Taxonomy Convergence and Data Quality Critical in ESG
Market participants said comparable, high quality, reliable data and harmonized climate disclosure standards across jurisdictions are critical to boost sustainable financing.
Fabio Natalucci, deputy director of the monetary and capital markets department at the International Monetary Fund, said at the GFMA’s 2nd Annual Global Capital Markets Sustainable Finance conference that the climate information architecture has three legs – comparable high quality, reliable data; a harmonized and consistent set of climate standards; and climate classification.
Opening proceedings at @GFMAnews 2nd Annual Global #CapitalMarkets #SustainableFinance Virtual Conference, Steven Ashley @Nomura, emphasised the need for urgent market and policy action in 2022, to combat climate change.#climatemarkets #carbonpricing pic.twitter.com/5wj4Bap2Yw
— AFME (@AFME_EU) December 14, 2021
“You need data and you need classification in order to meet standards,” added Natalucci. “It’s a very crowded space and there’s definitely a need for convergence from a regulatory standpoint.”
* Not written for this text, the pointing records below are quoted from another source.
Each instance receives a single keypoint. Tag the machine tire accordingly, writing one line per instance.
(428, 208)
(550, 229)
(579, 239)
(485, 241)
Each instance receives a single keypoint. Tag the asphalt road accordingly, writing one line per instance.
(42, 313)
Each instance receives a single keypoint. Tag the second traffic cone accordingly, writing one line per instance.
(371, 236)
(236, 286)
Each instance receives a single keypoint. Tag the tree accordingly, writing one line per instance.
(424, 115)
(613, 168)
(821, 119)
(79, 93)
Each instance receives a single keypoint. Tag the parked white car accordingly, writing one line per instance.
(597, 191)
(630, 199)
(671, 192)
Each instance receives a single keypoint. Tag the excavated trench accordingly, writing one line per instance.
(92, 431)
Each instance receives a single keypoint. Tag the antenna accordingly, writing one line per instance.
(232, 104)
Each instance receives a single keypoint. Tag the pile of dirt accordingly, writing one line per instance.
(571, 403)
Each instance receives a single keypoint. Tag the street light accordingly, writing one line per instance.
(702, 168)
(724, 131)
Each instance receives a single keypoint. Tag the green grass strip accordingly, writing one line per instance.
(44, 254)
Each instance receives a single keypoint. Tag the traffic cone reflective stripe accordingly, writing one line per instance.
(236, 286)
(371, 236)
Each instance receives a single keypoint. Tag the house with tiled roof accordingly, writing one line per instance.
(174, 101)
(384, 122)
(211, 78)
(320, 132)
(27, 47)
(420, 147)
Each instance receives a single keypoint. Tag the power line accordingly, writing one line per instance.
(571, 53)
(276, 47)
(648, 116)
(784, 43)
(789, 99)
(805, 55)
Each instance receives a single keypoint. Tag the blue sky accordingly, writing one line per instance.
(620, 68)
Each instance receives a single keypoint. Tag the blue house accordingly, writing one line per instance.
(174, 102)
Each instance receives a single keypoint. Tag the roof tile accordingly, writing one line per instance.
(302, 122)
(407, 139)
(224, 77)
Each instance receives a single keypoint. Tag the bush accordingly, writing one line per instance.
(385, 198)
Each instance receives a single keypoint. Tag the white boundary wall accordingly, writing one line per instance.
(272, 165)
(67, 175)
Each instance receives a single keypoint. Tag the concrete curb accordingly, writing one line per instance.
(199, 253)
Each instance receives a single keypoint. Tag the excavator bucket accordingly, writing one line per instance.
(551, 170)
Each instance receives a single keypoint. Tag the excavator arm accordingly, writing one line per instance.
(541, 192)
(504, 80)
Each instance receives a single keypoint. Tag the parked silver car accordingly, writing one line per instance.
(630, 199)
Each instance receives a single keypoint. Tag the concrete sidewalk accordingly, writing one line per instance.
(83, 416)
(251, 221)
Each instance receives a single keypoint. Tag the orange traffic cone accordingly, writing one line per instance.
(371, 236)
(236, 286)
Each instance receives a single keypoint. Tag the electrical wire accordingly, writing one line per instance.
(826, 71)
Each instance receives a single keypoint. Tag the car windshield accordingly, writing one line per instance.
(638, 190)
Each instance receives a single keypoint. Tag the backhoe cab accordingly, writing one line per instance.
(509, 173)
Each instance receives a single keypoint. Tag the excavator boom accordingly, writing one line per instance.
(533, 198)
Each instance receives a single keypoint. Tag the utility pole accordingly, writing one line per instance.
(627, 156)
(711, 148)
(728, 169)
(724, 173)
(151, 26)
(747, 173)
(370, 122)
He continued that comparable consistent data is also needed across advanced economies and emerging markets.
The IMF’s report in October report looked at the role that asset managers can play in helping the transition to a new zero economy. Natalucci said: “The overall sustainable finance market is growing fast but is still very small and there is a need to scale this up relatively quickly.”
“Investors seem to be really attracted by labels which underscores the importance of the data to make sure they avoid greenwashing,” Natalucci added.
Fund managers said important obstacles in sustainable markets were the lack of current data, the lack of forward looking data and multiplicity of disclosure standards.
Natalucci said: “Don’t wait for perfect data to work on climate issues as this may come too late down the road.”
He noted that technology can play a role in improving data, such as the use of satellite images to locate specific assets and match them to specific hazards.
“We can use open source for data collection and distribution; and machine learning techniques can play a role in collecting and information available in a structured format,” added Natalucci.
Chris Faint, head of climate and small mutuals division at the Bank of England, said ESG data is a challenge for firms as they need to collect new information, including some metrics from their suppliers. However, governments around the world are creating more mandatory disclosure which he believes is hugely important as it holds firms to account to publish more data.
“Perfection should not be the enemy of the good as we are not going to have perfect data for a very long time – and in fact we might never have perfect data,” said Faint. “We cannot afford to wait because although you cannot measure risk, it does not mean that it doesn’t exist.”
Faint added that central bank supervisors will expect firms to use their judgement to fill those data gaps. He said: “We need to be quite bold in this period when data doesn’t exist.”
Tim Whitehead, head of environmental and social risk management in the Sustainable Finance Group at Goldman Sachs said data is improving and will get better quickly when new regulatory mandates come into force. He said: “That’s really going to advance the way the corporates think about these things.”
Whitehead highlighted the OS-Climate initiative. He said: “It’s incredibly important in terms of bringing stakeholders to the table to publish information that can be openly verified, is transparent and provides a public utility for data over time.”
OS-Climate is a collaborative, member-driven, non-profit platform hosted by the Linux Foundation for the development of open data and open source analytics for climate risk management and climate-aligned finance and investing. Membership has more than tripled since September 2020 from initial founders Allianz, Amazon, Microsoft, and S&P Global to include premium members BNP Paribas, Goldman Sachs and KPMG.
Whitehead continued that companies are confused by the many different methodologies, metrics and ESG tools so the IFRS Foundation’s announcement in November of the formation of a new International Sustainability Standards Board is very important. The ISSB will develop a comprehensive global baseline of high-quality sustainability disclosure standards
Yes to many it sounds weedy and technical—especially if you're not a corporate reporting to your investors— but just appreciate that this is a really big deal.
This is the fast lane to global, mandatory corporate reporting on climate and climate risks. https://t.co/lwnKJtFk2h
— Ilmi Granoff (@theilmatic) November 3, 2021
Faint agreed on the importance of the ISSB. He said: “This is fantastic as the need for harmonized standards across the globe has been discussed for a long time and it’s really hard to get agreement on setting up a new organisation.”
He said taxonomies define current green activities but investors want to know which institutions’ activities will be most green in five to 10 years.
“One of the really interesting discussions at the moment is how many different types of taxonomies are needed and how they fit together in the broader toolkit for helping market clarity,” added Faint. “It will take a lot of international efforts to drive consistency but I think we are moving in the right direction.”
Natalucci added that global taxonomies need to encompass both the public and private sector.
Whitehead said: “We want to be balanced in the desire to have consistencies so that you can create fungible products across markets and regions but we don’t want to be so prescriptive that we stifle innovation.”